Still in today's day and age there is still a pretty significant pay gap between genders. In a recent study it was found that, "Gen Z job seeking women expect to earn a salary that is on average $6,200 lower than what men anticipate making." Utilizing machine learning could shed some light on what other factors may influence these circumstances.
import pandas as pd
# Import the gender.csv data set
gender_data = pd.read_csv("gender.csv")
# Creates a dictionary with the features and their descriptions
features = {'Gender': 'Gender of the person',
'Age': 'Age of the person',
'Height(cm)': 'Height of person in cm',
'Weight(kg)': 'the weight of person in kg',
'Occupation': 'What job the person has',
'Education Level': 'What type of education the person has',
'Marrital Status': 'Are they marriend or not',
'Income (USD)': 'Total income for that person',
'Favorite Color': 'favorite color for that person'}
gender_data
Gender | Age | Height (cm) | Weight (kg) | Occupation | Education Level | Marital Status | Income (USD) | Favorite Color | Unnamed: 9 | |
---|---|---|---|---|---|---|---|---|---|---|
0 | male | 32 | 175 | 70 | Software Engineer | Master's Degree | Married | 75000 | Blue | NaN |
1 | male | 25 | 182 | 85 | Sales Representative | Bachelor's Degree | Single | 45000 | Green | NaN |
2 | female | 41 | 160 | 62 | Doctor | Doctorate Degree | Married | 120000 | Purple | NaN |
3 | male | 38 | 178 | 79 | Lawyer | Bachelor's Degree | Single | 90000 | Red | NaN |
4 | female | 29 | 165 | 58 | Graphic Designer | Associate's Degree | Single | 35000 | Yellow | NaN |
... | ... | ... | ... | ... | ... | ... | ... | ... | ... | ... |
126 | female | 32 | 170 | 64 | Nurse | Associate's Degree | Single | 60000 | Orange | NaN |
127 | male | 38 | 176 | 79 | Project Manager | Bachelor's Degree | Married | 90000 | Black | NaN |
128 | female | 27 | 162 | 55 | Graphic Designer | Associate's Degree | Single | 55000 | Green | NaN |
129 | male | 33 | 175 | 77 | Sales Representative | Bachelor's Degree | Married | 80000 | Yellow | NaN |
130 | female | 29 | 164 | 57 | Software Developer | Bachelor's Degree | Single | 65000 | Blue | NaN |
131 rows × 10 columns
features
{'Gender': 'Gender of the person', 'Age': 'Age of the person', 'Height(cm)': 'Height of person in cm', 'Weight(kg)': 'the weight of person in kg', 'Occupation': 'What job the person has', 'Education Level': 'What type of education the person has', 'Marrital Status': 'Are they marriend or not', 'Income (USD)': 'Total income for that person', 'Favorite Color': 'favorite color for that person'}
mean_data = gender_data.groupby(' Gender').mean()[' Income (USD)']
mean_data
Gender female 63125.000000 male 135925.925926 female 62820.512821 male 111585.365854 Name: Income (USD), dtype: float64
I would split the data into train and test and determine what factors might be able to predict whether a person is male or female based of off those attributes.

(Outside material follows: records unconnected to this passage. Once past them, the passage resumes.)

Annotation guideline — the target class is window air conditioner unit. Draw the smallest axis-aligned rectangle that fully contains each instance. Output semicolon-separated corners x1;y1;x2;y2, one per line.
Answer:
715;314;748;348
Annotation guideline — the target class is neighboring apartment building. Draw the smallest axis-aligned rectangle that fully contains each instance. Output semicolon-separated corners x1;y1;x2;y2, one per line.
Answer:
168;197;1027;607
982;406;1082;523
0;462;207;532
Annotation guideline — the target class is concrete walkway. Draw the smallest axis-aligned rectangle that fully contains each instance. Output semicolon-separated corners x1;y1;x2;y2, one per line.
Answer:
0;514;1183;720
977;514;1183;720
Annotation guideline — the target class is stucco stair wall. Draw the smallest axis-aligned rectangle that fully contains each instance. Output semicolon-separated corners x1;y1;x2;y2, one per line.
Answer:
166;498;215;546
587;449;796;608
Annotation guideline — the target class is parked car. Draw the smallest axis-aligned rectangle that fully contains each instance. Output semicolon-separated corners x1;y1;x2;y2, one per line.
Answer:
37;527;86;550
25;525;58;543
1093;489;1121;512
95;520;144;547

Using the "Simple Gender Classification" data from kaggle, ML would allow for more insights regarding this ongoing problem. Given your age, occupation, salary, educational level, marital status, determine if you are a male or female. How accurate is the prediction using this? Is there correlation between some of these attributes but not all?